Products and services
Modern data infrastructure for Slovak Telekom and access to new interesting data
The opportunity to utilize big data for a mobile operator today is too good to ignore. With the emergence of big data technologies, Slovak Telekom saw the opportunity to analyze and combine data sources that were too costly to process in the past at the speed that the business needed. Plans were big as many departments were hungry to utilize the new information, but resources and experience with big data technologies were very limited.
Slovak Telekom worked with us to reduce risks relating to executing their new big data strategy.
Once a data governance model was in place, it was time to design an architecture that would be flexible and scalable to the needs of Slovak Telekom’s business. At the same time resources were limited, so the solution needed to be manageable by a handful of engineers.
Suitable data architecture
We chose an architecture capable of processing batch and real-time data that wouldn’t need vast engineering work to enable data flows and process data.
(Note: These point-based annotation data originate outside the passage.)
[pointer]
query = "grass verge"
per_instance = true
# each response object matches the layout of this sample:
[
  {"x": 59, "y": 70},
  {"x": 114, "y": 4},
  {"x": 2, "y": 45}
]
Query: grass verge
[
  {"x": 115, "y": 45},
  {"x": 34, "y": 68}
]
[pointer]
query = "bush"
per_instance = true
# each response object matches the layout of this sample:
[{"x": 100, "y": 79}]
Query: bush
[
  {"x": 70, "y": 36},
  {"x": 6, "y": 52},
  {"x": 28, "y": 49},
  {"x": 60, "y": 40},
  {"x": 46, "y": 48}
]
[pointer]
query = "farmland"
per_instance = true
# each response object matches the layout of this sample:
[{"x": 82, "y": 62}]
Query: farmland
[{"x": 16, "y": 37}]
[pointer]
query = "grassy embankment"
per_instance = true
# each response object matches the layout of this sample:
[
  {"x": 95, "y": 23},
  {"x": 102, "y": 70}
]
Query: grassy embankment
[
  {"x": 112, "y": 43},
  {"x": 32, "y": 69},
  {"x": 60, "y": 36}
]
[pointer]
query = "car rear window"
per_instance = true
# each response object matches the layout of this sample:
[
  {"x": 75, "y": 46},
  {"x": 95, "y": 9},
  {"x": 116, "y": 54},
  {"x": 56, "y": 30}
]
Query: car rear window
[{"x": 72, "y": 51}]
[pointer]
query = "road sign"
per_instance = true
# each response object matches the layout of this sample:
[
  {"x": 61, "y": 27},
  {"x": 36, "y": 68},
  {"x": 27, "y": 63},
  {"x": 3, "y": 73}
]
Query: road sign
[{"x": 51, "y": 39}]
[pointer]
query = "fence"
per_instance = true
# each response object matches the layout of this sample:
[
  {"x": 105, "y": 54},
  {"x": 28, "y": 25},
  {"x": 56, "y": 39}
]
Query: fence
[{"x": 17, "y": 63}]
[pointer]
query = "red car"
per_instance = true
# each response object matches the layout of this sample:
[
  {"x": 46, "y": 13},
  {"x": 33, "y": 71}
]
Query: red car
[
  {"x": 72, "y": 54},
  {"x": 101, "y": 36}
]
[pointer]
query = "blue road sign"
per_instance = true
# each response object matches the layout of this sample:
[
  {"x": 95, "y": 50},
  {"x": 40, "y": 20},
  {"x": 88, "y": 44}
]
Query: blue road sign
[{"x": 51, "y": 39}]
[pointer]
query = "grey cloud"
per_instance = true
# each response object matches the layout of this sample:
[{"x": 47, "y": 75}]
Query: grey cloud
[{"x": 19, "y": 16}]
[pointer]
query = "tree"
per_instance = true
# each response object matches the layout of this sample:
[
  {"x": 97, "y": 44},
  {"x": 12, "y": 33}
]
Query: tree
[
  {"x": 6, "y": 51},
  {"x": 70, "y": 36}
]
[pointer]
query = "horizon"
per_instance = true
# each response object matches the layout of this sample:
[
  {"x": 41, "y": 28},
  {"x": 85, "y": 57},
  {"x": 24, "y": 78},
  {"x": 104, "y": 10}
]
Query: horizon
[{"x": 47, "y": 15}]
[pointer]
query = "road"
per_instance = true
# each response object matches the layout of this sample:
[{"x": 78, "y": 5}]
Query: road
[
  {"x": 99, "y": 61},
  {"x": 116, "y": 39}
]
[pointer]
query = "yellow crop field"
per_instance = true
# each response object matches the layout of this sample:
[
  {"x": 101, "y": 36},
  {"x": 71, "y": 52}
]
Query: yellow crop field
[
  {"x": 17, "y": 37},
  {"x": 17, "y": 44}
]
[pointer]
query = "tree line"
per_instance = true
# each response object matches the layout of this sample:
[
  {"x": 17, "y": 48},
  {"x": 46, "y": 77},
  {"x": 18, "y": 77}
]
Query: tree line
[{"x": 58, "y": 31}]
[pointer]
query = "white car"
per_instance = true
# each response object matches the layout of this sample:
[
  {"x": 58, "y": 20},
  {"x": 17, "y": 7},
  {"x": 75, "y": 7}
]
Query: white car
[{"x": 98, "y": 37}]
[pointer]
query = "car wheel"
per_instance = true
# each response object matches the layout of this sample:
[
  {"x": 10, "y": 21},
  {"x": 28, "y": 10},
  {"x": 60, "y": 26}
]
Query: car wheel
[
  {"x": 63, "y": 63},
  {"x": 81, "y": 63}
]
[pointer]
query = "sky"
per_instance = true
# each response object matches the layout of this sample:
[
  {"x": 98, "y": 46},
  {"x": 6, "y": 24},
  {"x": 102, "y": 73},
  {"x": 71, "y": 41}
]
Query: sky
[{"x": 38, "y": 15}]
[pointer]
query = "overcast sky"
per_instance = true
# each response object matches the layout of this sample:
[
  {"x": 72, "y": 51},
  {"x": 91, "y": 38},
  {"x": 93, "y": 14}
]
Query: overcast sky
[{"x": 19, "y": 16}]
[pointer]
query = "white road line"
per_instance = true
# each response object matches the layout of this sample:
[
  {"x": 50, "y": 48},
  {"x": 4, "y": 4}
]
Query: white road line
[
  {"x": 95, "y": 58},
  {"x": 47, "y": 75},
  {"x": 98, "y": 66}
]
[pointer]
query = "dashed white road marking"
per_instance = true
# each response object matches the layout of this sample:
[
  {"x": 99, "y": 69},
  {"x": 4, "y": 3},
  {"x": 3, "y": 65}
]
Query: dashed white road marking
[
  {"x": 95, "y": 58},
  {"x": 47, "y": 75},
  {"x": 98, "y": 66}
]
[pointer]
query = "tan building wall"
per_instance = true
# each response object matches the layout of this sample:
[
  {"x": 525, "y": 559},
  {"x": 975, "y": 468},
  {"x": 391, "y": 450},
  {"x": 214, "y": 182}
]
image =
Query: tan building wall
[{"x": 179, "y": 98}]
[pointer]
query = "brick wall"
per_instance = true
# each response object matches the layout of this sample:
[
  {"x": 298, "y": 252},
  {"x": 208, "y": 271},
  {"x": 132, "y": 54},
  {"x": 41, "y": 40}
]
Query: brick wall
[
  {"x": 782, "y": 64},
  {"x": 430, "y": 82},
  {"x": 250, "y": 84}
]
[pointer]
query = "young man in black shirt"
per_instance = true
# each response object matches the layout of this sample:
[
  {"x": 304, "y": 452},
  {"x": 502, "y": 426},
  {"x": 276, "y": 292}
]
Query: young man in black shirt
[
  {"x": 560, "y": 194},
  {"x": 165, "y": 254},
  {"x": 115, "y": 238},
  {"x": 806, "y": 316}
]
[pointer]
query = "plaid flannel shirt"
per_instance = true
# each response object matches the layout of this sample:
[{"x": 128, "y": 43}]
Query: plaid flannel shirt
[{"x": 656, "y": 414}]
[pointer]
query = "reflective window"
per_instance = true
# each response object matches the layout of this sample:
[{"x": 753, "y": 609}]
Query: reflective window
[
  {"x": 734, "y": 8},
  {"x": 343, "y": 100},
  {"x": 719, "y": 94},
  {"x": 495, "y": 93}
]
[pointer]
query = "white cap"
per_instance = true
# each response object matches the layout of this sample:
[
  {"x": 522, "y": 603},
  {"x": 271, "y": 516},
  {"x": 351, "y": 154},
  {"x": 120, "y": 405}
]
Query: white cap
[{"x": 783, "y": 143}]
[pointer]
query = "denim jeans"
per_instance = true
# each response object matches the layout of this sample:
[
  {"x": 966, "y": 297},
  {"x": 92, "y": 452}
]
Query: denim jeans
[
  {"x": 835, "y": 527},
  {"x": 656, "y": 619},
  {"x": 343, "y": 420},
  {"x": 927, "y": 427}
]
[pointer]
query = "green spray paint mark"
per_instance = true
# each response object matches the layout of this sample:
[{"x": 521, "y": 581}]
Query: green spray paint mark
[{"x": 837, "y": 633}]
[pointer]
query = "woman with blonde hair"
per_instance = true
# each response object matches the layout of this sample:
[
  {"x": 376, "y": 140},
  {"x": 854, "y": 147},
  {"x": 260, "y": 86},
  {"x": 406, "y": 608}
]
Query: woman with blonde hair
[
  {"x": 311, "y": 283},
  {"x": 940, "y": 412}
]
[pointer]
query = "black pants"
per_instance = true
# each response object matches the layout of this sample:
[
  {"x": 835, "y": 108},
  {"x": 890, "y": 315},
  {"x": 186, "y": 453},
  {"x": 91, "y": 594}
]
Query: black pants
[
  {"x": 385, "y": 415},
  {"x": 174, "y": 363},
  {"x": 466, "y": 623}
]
Within the architecture, we implemented the Cloudera distribution of Hadoop with Apache Kafka and Apache Spark. Tools like Apache Flume and Apache Sqoop were selected to ease the amount of data engineering required to process data at the beginning, whereas today engineers have adopted Apache Spark version 2 for better performance.
The system runs as more logical clusters that are independently scalable. The data integration is taken care of by two clusters with Apache Kafka as the core open-source technology. They work mainly as a protection layer to reduce the amount of “dirty” data flowing to the desired storage layers. We run these integration layers on the operator's private cloud infrastructure, allowing us to add resources much faster and tackle unexpected spikes in the data flows.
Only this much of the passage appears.